Sin luz y sin dinero para alumbrarnos
Estamos pagando el precio de haber sido, durante décadas enteras, un país cerrado a la inversión privada en el sector energético. Ese rechazo se apuntaló siempre en un bravío discurso nacionalista y se nutrió de la leyenda de la expropiación petrolera, un suceso histórico irreversible de necesidad que sirvió, a su vez, de supremo pretexto para atajar cualquier embestida en contra de nuestra “soberanía”. Quien insinuara siquiera que a Pemex se le pudiere aparecer por ahí un competidor —de dentro o de fuera— era punto menos que un traidor a la patria y, en esa infamante condición, un sujeto sin futuro alguno en el ámbito de la política.
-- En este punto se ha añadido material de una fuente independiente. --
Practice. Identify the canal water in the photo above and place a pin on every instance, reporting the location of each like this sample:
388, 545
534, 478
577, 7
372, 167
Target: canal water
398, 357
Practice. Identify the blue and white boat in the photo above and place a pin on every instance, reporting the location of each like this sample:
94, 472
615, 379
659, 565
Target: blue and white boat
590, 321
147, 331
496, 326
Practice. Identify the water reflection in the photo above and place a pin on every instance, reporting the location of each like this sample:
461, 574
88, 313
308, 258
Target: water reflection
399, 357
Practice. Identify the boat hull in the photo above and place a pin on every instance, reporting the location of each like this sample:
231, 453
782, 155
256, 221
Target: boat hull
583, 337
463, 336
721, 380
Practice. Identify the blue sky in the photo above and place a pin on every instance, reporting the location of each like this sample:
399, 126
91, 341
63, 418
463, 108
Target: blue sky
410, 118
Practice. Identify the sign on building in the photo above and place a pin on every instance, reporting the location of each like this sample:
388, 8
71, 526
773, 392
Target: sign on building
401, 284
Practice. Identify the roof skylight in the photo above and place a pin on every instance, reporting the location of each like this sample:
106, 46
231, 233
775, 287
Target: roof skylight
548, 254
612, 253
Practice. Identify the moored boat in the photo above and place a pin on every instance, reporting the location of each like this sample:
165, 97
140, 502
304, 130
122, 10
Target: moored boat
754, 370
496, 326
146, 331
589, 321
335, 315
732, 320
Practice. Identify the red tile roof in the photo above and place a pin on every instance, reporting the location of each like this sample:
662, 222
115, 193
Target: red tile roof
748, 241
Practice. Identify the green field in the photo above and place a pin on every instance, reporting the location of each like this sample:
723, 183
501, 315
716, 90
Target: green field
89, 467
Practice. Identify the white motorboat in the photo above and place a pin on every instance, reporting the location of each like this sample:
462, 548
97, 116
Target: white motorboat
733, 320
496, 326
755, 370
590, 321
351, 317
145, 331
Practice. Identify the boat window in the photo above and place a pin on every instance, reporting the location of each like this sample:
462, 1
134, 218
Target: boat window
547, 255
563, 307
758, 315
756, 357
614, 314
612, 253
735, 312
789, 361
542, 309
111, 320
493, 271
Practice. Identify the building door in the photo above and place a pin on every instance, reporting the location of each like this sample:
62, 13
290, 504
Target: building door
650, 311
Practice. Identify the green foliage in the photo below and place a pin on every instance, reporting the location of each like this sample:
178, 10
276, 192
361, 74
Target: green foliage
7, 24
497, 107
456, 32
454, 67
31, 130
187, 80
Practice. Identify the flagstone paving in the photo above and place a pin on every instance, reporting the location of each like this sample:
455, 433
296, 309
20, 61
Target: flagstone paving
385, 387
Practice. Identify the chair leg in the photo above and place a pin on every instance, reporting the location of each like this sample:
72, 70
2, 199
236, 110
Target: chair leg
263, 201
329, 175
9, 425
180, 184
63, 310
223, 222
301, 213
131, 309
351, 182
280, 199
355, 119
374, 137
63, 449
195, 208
Estamos hablando de la avasalladora preeminencia de la rancia demagogia priista y, en los hechos, de una lapidaria sentencia, de una condena: la gran corporación petrolera de “todos los mexicanos” fue, casi desde sus orígenes, una guarida de saqueadores, un botín de politicastros, una caja chica al servicio de gobiernos desentendidos del cobro eficiente de impuestos, un nido de corruptelas, una agencia de colocaciones para los rentistas del régimen y una empresa improductiva justamente por no servir los intereses de inversores —pequeños y grandes—, sino los provechos de la casta en el poder. En México hemos padecido crónicamente de un gran mal, a saber, la perniciosa ficción de que las cosas no las tenemos que hacer como todos los demás, sino a nuestra muy exclusiva manera, como si los problemas habituales —o sea, los de todos los países— no fueran los mismos aquí, sino algo muy diferente, algo muy propio de nosotros, algo indisolublemente ligado a nuestra excepcional y única idiosincrasia. De tal manera, jamás admitimos que las cosas puedan funcionar de otra forma —después de todo, Estados Unidos se ha convertido en el primer productor de petróleo del mundo, más allá de que haya apostado también por las energías renovables, y es, miren ustedes, la nación a la que emigran millones de mexicanos en busca de una vida mejor (con todo y que Exxon Mobil, Chevron y ConocoPhillips no son empresas petrolíferas paraestatales, sino de sus accionistas)— y, por el contrario, seguimos tozudamente en lo mismo. Ah, y ahora vamos a desandar lo poco que habíamos avanzado en el camino de la modernización. ¡Uf!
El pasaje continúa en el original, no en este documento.